Niver uses creative, science-based techniques to establish partnerships that work on large-scale projects, assessing potential impacts on listed or proposed species. Her species recovery work has included the piping plover, the Chittenango ovate amber snail, the Karner blue butterfly, the Indiana bat and the northern long-eared bat. Niver also serves on a number of regional and national teams studying innovative approaches to conservation, developing state-of-the-art survey methodologies and educating her federal agency counterparts, private businesses and the public on the need to achieve cooperative conservation for these imperiled species.

Birdsey was honored with the Graduate of Distinction Lifetime Achievement Award. Birdsey, a distinguished scientist with the U.S. Forest Service, retired in July 2016 after an illustrious four-decade career. He received numerous honors from the U.S. government. Most notably, in 2007 he received a share of a Nobel Peace Prize in recognition for his contributions to the Intergovernmental Panel on Climate Change.

Birdsey's research team developed the concept of using forests to help mitigate climate change through sustainable management and pioneered the methodology for monitoring and reporting changes in forest carbon based on national forest inventories, an approach now globally recognized as the best way for nations to report their forest greenhouse gas emissions.

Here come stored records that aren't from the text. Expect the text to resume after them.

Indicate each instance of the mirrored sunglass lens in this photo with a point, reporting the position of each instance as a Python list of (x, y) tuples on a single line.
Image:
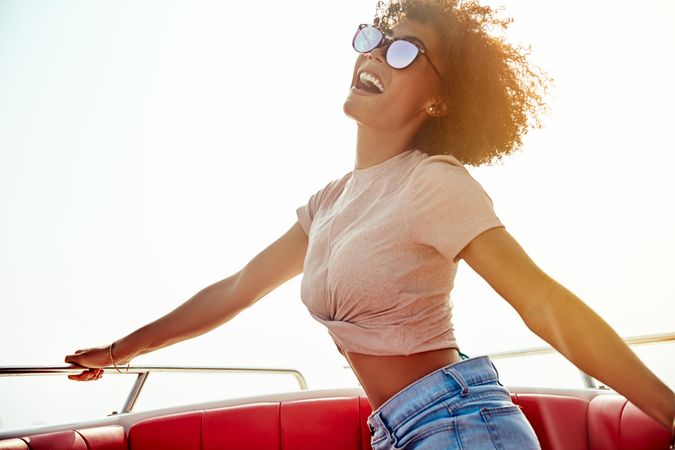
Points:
[(401, 53), (367, 39)]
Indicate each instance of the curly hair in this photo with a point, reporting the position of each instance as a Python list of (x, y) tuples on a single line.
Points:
[(493, 91)]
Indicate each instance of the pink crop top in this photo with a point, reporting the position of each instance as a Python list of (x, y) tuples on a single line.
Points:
[(381, 257)]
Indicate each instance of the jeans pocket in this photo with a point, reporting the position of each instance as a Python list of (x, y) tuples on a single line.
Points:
[(509, 428), (440, 433)]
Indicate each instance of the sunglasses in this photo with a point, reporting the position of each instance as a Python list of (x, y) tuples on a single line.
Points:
[(399, 52)]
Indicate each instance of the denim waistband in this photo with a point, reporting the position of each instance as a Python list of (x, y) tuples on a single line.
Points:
[(446, 381)]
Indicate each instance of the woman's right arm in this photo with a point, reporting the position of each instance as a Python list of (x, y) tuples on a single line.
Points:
[(207, 309)]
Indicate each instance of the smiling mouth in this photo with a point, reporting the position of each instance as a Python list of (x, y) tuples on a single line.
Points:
[(369, 83)]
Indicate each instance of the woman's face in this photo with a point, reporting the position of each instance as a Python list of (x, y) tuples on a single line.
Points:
[(407, 92)]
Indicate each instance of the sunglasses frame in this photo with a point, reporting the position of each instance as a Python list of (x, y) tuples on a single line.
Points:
[(386, 42)]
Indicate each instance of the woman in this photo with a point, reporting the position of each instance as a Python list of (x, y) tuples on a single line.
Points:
[(379, 247)]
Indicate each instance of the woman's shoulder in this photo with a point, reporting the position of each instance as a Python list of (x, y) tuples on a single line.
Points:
[(434, 169)]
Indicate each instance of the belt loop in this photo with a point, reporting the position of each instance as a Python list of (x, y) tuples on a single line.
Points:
[(458, 378), (496, 372), (378, 420)]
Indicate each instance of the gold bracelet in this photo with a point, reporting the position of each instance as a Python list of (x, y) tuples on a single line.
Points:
[(113, 359)]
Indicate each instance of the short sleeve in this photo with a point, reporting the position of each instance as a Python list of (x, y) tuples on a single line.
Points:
[(446, 207), (307, 211)]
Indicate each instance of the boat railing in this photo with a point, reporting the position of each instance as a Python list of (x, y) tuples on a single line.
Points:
[(142, 373)]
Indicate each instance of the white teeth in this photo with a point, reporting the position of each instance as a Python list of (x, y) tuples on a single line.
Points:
[(366, 77)]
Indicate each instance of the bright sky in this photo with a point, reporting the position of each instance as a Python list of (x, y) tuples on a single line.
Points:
[(148, 149)]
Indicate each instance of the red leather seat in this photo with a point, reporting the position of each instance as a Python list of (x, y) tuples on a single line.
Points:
[(608, 422)]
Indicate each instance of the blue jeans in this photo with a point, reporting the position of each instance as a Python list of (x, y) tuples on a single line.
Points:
[(460, 406)]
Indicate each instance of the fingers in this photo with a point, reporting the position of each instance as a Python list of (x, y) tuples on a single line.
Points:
[(73, 358), (87, 375)]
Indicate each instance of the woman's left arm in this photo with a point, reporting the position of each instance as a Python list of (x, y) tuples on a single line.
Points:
[(560, 318)]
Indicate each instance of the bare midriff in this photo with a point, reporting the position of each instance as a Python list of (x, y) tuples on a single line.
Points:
[(384, 376)]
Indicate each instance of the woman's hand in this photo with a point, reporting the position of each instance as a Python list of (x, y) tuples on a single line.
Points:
[(93, 358)]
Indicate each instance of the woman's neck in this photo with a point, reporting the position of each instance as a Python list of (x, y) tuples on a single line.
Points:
[(374, 147)]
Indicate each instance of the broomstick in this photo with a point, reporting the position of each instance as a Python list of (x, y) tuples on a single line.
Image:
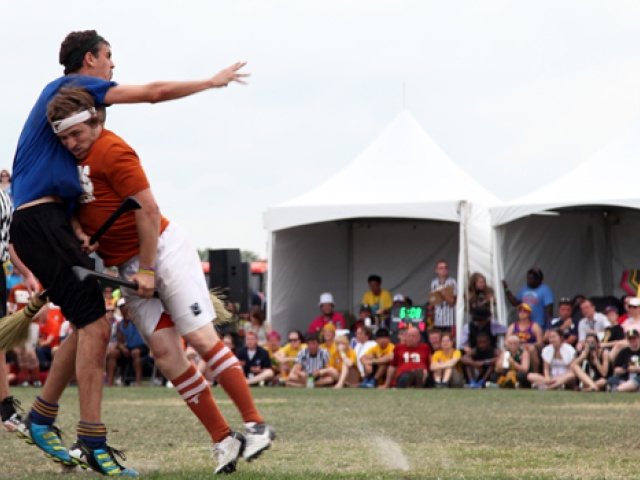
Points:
[(14, 329)]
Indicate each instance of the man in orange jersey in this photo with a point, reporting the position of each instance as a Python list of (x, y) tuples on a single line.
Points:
[(155, 253)]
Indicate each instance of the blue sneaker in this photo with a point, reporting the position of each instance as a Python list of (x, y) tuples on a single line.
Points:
[(102, 460), (47, 439)]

Birdsey noted he has received many honors during his career, but the Graduate of Distinction Award was special. "ESF shaped me for a very productive career."

He offered the graduates three pieces of advice: First, finish what you start. "It's important to close the circle." Second, find mentors and role models. And finally, "All you need is a little luck - so be lucky. You need to recognize it when it's there. Luck may offer you a different path than you thought you would take."